TBMM Başkanlığı'na seçildikten sonra ilk resmi ziyaretini KKTC'ye gerçekleştiren Binali Yıldırım, Ankara'ya dönüş yolunda gündemdeki sıcak gelişmeleri değerlendirdi. Meclis'te "Daha çok uzlaşma, daha az çatışma" düsturu ile çalışacaklarını belirten Yıldırım, sorularımızı şöyle yanıtladı:
Yeni dönemde Meclis nasıl bir rol üstlenecek?
Güçlü Meclis, Güçlü Hükümet, Güçlü Türkiye. Güçlü hükümet tarafı, seçimlerle oluştu, orada bir tereddüt yok. Güçlü Meclis tarafını inşa etmek bize düşüyor. Bir ülkenin toplam gücünün bileşenleri var. Sadece yürütme tek başına bunu karşılayamaz. Bizim Meclisimiz de parlamenter diplomasiyi etkin kullanabilir. 1915 olaylarında, Kıbrıs ve Kudüs'te... En önemlisi 15 Temmuz'da darbe girişiminin önlenmesinde Meclis büyük bir görev ifa etti. Meclisimiz, temsilde adalet noktasında çok iyi bir noktaya geldi. Oyların yüzde 97'si Meclis'e yansıdı. Bu çok değerli. Bunun üzerine birçok şey inşa edilebilir...

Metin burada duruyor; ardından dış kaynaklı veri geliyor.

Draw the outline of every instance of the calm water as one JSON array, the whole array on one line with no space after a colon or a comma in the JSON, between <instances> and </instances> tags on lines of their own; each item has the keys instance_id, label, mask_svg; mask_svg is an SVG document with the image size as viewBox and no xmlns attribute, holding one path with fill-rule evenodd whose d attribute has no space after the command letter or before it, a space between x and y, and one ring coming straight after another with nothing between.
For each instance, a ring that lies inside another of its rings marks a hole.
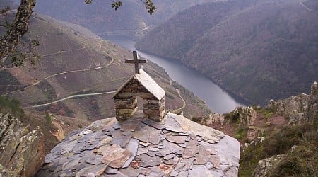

Meclis'te çalışma barışını nasıl tesis edeceksiniz?
Yeni sistemde Meclis'te daha çok uzlaşma daha az çatışma esasına göre çalışacağız. Bu toplumsal ayrışmayı da önlemiş olacak. Bugün siyasi partiler içeride birbiriyle çok yakın durmasa da ABD'ye karşı dört parti milli bir duruş sergiledi. Bu da ülkemizi güçlendirdi. İktidarın bu tür mücadelelerde yalnız kalmadığını herkes gördü. Bundan sonraki gayretimiz siyasi partileri, milli meselelerde ortak akılda birleştirmek olacak.
Muhalefetin Meclis'i acilen toplantıya çağırmanız için girişimi oldu...
Bu çağrı var da... Şu anda hükümet, Cumhurbaşkanlığı adımlarını atıyor, gerekli tedbirleri alıyor. Bu tedbirler de olumlu karşılığı buluyor. Ortak duruş derseniz HDP hariç dört parti, ilk gün bir araya gelerek bir metin yayınladılar. Meclis üzerine düşeni hiç gecikmeden yaptı. Bu aşamada olağanüstü toplantı ihtiyacı gözükmüyor.
Meclis'in fiziki alt yapısına ilişkin projeler olacak mı?
Milletvekillerimizin çalışacağı mekanlar için yeni bir proje hazırlandı. Bu projeyi ilerleyen zaman diliminde hayata geçireceğiz.
ABD'YE MEKTUP GÖNDERECEĞİM
Yakın
zamanda ABD Senatosu'na bir mektup göndereceğim. Sadece oraya değil. ABD'nin bu çıkışı Japonya'dan İspanya'ya kadar her ülkede belirli oranda tahribat yaptı. Örneğin, Japonya'nın, İspanya'nın, Kore'nin Türkiye'de yatırımı var. Müteşebbisleri zarar görüyor. Biz tabii ki onlara sahip çıkacağız ama vatandaşı oldukları ülkelerden de bu konuda destek bekliyoruz. Boeing firması niye bir şey yapmıyor? Türkiye önemli bir müşteri. Sesini yükseltmesi lazım. Bu durum bir kriz ama bünyesinde bir fırsatı da barındırıyor. ABD bu işi daha aymaz bir şekilde sürdürürse bize kısa vadede yük getirir, sorunlar oluşturur. Ama orta, uzun vadede bize büyük bir imkan kapısını açabilir.